À l’autre extrémité de l’Allemagne, Geisselbrecht, mécanicien de Vienne, exploita avec non moins d’habileté la vogue que le Faust de Goethe avait rendue aux marionnettes. Il représenta à Vienne, à Francfort, à Weimar, où résidait Goethe, un drame de Faust d’une rédaction un peu plus moderne que celle de Schütz et Dreher, intitulé : le Docteur Faust ou le grand Nécromancien, en cinq actes, mêlé de chants. Il avait à Francfort sa résidence principale. Un habitant de cette ville, le docteur Kloss, lui a vu représenter Faust en 1800, et, pour la dernière fois, en 1817[1].
On a conservé le souvenir d’une pièce de son répertoire, probablement féerique, et qui obtint un succès de vogue. Elle portait le titre bizarre de la Princesse à la hure de porc. Il s’efforçait de surpasser Dreher et Schütz par la perfection mécanique de ses petits acteurs, auxquels il faisait lever ou baisser les yeux ; il était même parvenu à les faire tousser et cracher très naturellement, exercice que Casperle, comme on pense bien, devait répéter le plus souvent possible[2]. M. von der Hagen, pour se moquer de cette puérile merveille, applique au mécanicien viennois les deux vers suivans du Camp de Wallenstein, que Schiller a imités des Femmes savantes de Molière
Cette étude vous a mal réussi. Vous avez peut-être appris comment le général tousse et comment il crache ; mais son génie…
Wie er raeuspert und wie er spuckt,
Das habt ihr ihm glücklich abgeguckt ;
Aber sein Schenie
[3]…
Quelques critiques ont avancé que la légende de Faust est née sur les théâtres de marionnettes.
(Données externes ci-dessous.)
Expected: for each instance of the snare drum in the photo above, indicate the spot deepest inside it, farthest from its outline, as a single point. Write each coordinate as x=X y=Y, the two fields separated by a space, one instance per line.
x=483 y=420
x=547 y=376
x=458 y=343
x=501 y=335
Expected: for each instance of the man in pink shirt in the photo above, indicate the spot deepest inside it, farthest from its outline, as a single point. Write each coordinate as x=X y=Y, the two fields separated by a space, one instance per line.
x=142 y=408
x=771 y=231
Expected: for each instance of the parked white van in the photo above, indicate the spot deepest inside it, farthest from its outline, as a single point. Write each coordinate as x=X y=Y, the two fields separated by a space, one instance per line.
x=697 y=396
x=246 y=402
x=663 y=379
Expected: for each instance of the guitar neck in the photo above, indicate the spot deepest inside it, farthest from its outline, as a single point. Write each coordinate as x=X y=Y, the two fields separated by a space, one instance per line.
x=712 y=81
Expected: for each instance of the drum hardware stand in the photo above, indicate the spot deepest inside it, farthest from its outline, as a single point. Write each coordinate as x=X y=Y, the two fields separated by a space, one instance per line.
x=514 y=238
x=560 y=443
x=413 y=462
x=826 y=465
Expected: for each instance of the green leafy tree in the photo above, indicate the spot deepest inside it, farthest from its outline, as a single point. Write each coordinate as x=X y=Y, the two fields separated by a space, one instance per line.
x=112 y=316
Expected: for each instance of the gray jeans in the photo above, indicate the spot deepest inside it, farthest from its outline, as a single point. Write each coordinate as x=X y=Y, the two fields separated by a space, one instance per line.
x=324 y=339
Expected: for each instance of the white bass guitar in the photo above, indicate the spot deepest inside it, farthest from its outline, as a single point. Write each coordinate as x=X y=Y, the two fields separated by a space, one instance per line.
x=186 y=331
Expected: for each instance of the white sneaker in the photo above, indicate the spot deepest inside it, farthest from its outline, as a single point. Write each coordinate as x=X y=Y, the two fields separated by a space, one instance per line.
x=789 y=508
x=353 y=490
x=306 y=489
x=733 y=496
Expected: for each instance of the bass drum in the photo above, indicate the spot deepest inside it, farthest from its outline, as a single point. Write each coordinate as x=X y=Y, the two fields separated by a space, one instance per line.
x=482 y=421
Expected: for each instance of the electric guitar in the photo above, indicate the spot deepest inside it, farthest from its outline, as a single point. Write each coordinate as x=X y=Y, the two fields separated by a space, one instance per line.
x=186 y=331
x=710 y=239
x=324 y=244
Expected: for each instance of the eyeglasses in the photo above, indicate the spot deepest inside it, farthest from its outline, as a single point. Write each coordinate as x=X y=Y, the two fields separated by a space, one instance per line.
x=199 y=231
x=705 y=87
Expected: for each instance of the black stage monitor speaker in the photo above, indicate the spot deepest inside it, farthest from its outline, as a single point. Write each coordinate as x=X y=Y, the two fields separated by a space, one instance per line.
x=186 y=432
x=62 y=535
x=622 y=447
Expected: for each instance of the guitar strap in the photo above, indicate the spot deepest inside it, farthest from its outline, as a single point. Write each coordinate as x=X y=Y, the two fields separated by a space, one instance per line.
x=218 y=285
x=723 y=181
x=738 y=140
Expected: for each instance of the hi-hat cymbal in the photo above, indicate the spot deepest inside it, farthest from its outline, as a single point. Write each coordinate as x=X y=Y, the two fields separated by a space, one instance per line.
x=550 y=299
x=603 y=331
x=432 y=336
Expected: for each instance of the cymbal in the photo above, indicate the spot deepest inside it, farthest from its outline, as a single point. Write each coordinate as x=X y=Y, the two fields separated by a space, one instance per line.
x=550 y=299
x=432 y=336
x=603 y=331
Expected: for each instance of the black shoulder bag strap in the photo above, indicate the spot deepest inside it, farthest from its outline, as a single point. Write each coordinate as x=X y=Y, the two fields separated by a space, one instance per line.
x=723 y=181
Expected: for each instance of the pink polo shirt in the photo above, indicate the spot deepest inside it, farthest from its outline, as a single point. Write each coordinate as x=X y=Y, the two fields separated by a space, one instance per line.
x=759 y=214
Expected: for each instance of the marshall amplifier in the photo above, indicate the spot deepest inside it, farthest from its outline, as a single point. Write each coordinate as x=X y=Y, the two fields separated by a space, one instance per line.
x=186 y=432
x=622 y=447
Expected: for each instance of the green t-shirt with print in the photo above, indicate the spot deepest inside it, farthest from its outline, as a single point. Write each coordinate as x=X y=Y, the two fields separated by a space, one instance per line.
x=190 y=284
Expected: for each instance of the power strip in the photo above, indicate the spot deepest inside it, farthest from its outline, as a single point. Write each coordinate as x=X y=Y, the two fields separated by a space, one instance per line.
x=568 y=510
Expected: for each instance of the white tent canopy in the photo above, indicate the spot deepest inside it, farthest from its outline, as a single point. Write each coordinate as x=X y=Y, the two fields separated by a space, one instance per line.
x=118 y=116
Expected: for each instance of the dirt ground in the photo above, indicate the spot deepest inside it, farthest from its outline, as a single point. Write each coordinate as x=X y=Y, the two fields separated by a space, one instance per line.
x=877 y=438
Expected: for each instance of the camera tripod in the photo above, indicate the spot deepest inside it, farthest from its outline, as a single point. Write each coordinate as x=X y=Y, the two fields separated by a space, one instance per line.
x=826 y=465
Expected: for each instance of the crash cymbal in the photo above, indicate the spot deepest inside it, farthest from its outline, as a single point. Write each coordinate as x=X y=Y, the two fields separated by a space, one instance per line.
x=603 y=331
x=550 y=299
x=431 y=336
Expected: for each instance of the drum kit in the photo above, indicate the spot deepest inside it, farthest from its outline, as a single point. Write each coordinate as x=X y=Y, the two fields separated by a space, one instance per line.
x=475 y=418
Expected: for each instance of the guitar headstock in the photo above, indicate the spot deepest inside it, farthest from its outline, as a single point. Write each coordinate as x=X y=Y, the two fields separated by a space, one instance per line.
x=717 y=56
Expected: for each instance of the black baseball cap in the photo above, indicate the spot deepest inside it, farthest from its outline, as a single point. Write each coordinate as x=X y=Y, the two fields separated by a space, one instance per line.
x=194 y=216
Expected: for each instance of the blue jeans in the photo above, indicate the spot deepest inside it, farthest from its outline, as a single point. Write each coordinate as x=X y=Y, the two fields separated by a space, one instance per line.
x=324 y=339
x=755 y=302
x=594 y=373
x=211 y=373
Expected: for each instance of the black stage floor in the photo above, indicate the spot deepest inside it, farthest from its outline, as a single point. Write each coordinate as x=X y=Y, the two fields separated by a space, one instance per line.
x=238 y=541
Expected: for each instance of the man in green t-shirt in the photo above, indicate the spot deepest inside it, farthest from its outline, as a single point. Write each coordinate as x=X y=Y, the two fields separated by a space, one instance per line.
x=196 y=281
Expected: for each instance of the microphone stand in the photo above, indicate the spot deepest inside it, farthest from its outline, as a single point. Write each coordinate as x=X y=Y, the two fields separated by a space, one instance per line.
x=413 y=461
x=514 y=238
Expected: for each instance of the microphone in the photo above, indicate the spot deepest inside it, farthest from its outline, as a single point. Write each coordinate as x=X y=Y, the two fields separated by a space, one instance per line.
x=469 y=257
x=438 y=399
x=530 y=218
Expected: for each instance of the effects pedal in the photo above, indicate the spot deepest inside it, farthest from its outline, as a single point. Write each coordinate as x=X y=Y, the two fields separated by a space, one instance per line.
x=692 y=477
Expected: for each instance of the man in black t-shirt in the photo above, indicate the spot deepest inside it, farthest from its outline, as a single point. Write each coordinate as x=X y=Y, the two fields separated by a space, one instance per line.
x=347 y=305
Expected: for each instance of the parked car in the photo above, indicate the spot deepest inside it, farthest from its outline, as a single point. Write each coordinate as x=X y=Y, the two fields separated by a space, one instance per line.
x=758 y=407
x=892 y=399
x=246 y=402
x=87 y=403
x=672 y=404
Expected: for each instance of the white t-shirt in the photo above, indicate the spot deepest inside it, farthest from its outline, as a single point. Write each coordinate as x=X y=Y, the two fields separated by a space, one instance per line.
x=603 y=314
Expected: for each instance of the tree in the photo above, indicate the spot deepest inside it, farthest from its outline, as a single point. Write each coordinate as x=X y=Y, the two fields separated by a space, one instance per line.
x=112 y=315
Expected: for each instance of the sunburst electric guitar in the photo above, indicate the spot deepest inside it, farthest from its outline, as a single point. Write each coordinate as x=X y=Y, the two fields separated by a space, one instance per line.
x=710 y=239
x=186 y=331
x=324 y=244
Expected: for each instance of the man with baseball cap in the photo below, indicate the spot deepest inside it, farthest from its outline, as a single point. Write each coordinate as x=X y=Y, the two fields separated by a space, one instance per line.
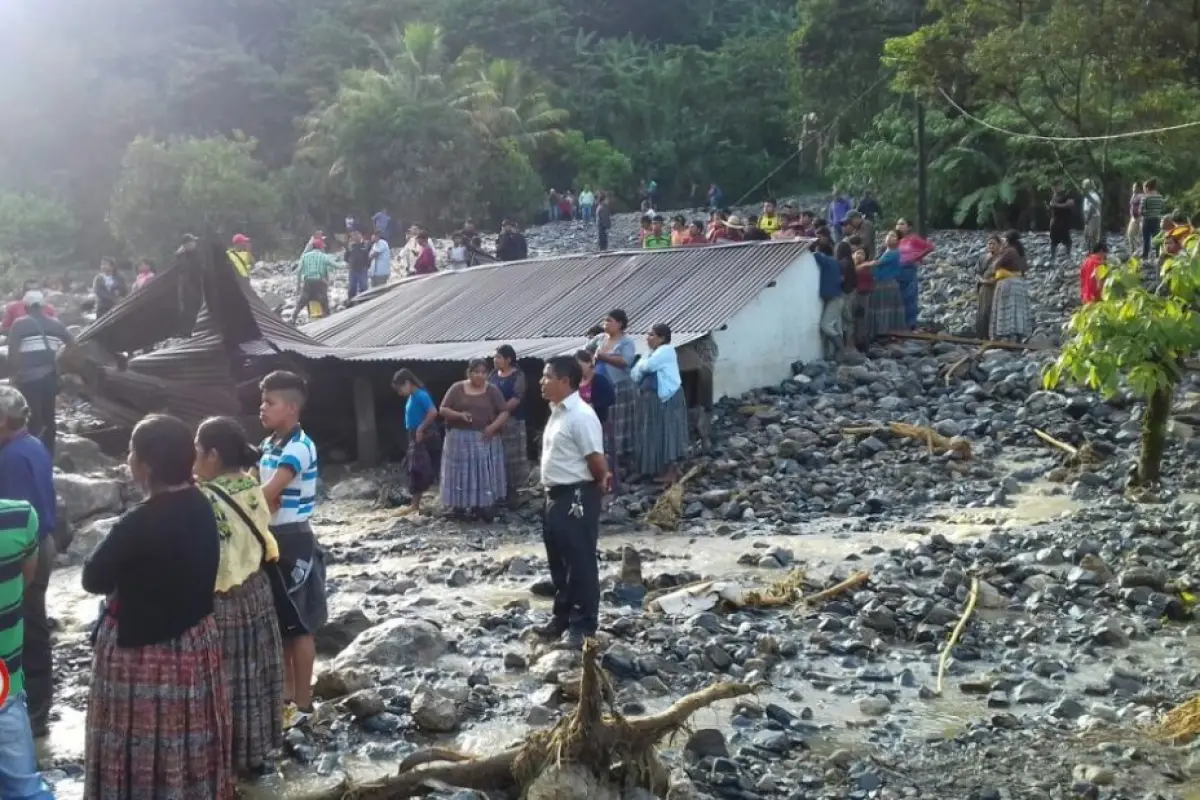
x=240 y=256
x=34 y=344
x=27 y=476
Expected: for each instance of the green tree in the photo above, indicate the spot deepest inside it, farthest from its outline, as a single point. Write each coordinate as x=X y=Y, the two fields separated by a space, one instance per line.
x=207 y=186
x=1138 y=338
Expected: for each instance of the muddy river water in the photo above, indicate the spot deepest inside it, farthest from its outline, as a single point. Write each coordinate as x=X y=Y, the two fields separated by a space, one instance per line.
x=820 y=548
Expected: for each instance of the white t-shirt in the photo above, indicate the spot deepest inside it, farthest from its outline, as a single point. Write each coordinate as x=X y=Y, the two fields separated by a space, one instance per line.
x=571 y=434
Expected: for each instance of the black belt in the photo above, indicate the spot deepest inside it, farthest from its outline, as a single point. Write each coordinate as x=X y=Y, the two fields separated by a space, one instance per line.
x=564 y=488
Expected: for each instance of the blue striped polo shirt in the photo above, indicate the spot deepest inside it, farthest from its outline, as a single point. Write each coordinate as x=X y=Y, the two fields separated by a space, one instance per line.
x=297 y=452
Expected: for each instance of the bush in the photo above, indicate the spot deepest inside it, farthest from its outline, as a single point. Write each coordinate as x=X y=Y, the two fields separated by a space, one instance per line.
x=209 y=186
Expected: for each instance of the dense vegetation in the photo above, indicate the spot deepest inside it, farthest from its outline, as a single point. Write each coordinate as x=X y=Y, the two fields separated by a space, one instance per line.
x=130 y=121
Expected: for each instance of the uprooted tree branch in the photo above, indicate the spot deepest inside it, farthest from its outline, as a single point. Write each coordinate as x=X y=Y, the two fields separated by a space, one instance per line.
x=588 y=755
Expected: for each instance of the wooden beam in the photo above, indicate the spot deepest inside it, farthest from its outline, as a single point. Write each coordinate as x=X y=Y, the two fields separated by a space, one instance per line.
x=365 y=422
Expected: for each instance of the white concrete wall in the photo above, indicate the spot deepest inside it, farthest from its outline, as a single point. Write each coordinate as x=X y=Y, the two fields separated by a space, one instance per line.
x=779 y=326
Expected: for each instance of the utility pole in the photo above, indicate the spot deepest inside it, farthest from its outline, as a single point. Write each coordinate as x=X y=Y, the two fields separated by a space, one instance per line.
x=922 y=172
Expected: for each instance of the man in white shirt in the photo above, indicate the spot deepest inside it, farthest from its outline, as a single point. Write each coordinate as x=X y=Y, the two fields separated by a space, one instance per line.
x=575 y=475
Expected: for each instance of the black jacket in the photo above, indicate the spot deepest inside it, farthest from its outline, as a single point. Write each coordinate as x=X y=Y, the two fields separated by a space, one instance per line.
x=511 y=247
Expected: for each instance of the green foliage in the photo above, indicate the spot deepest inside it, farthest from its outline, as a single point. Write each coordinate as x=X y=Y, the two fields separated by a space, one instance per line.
x=207 y=186
x=1137 y=338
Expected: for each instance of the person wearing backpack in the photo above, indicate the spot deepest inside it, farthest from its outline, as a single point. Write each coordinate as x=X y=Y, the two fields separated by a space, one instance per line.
x=34 y=344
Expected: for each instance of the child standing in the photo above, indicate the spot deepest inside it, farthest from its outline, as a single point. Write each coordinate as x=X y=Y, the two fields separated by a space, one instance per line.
x=288 y=471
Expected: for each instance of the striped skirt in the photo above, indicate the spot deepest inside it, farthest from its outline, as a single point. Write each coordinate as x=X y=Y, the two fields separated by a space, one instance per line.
x=473 y=474
x=1011 y=311
x=623 y=417
x=252 y=663
x=983 y=313
x=664 y=432
x=516 y=458
x=159 y=722
x=885 y=310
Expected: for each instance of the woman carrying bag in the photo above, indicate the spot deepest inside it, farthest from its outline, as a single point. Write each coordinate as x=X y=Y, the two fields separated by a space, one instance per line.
x=249 y=607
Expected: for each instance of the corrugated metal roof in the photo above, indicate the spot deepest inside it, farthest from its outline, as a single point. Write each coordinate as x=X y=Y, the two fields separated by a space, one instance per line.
x=693 y=289
x=543 y=349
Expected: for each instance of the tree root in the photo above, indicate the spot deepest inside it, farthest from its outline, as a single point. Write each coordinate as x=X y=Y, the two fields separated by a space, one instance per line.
x=617 y=750
x=972 y=599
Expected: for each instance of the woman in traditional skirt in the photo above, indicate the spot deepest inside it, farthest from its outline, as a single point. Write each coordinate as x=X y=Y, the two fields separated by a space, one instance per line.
x=663 y=408
x=511 y=383
x=473 y=474
x=424 y=452
x=615 y=353
x=987 y=290
x=1011 y=319
x=598 y=392
x=885 y=310
x=251 y=645
x=159 y=722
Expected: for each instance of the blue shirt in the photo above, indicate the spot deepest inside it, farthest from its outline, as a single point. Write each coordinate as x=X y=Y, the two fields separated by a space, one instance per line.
x=27 y=473
x=831 y=276
x=664 y=365
x=417 y=408
x=297 y=452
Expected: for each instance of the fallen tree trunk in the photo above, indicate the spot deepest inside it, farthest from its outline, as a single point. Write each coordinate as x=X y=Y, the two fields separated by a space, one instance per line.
x=619 y=753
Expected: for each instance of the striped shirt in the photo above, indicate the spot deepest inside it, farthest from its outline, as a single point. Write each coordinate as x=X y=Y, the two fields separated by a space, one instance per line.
x=298 y=453
x=1153 y=206
x=316 y=265
x=18 y=542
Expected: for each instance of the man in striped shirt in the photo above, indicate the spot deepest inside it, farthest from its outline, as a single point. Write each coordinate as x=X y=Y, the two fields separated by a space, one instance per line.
x=288 y=471
x=1153 y=206
x=313 y=276
x=18 y=563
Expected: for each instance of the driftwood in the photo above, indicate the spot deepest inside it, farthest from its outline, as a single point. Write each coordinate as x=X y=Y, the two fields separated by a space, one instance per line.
x=964 y=340
x=615 y=750
x=669 y=507
x=945 y=660
x=933 y=439
x=852 y=582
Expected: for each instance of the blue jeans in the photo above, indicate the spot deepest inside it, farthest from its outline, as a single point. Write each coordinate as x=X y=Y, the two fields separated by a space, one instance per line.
x=359 y=282
x=19 y=779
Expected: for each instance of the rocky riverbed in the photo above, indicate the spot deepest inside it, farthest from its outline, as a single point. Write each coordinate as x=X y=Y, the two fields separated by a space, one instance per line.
x=1081 y=639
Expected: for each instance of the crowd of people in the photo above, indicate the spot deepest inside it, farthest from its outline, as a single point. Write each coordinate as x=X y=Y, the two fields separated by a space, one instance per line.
x=474 y=443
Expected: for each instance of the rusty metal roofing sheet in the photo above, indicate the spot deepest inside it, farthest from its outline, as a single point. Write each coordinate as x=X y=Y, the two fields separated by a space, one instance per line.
x=693 y=289
x=543 y=349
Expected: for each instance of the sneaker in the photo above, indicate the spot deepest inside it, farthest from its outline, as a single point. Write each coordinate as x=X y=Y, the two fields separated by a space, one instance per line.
x=293 y=716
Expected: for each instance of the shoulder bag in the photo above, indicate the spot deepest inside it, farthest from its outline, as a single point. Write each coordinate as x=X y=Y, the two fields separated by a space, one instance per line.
x=285 y=607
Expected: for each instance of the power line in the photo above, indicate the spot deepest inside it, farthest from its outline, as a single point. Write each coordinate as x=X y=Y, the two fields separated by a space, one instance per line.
x=1127 y=134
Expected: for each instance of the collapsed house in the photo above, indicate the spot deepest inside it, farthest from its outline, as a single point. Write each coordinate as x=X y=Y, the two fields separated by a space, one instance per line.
x=741 y=316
Il est plus vraisemblable qu’elle a commencé, comme toutes les légendes, dans les veillées et dans les foires par des récits et par des chansons. On a dit encore que l’ancienne comédie de Faust (Historia Fausti, Tractätten von Faust, eine Comödie), attribuée à deux étudians de Tubingue et imprimée en 1587, avant l’histoire de Widmann, était une pièce de marionnettes[4]. Le fait seul de l’impression rend cette supposition tout-à-fait improbable.
- ↑ Carl Simrock, Doctor Johannes Faust, Puppen-Spiel ; Francf., 1846, notes, p. 107.
- ↑ Von der Hagen, Das Alte…, etc. Voyez Das Closter, t. V, p. 738.
- ↑ Schiller, Wallenstein Layer (Le Camp de Wallenstein), scène VI.
- ↑ Le sens qu’avait le mot comédie au moyen-âge, et qu’il a conservé long-temps, permet de douter que cette pièce fût autre chose qu’un récit.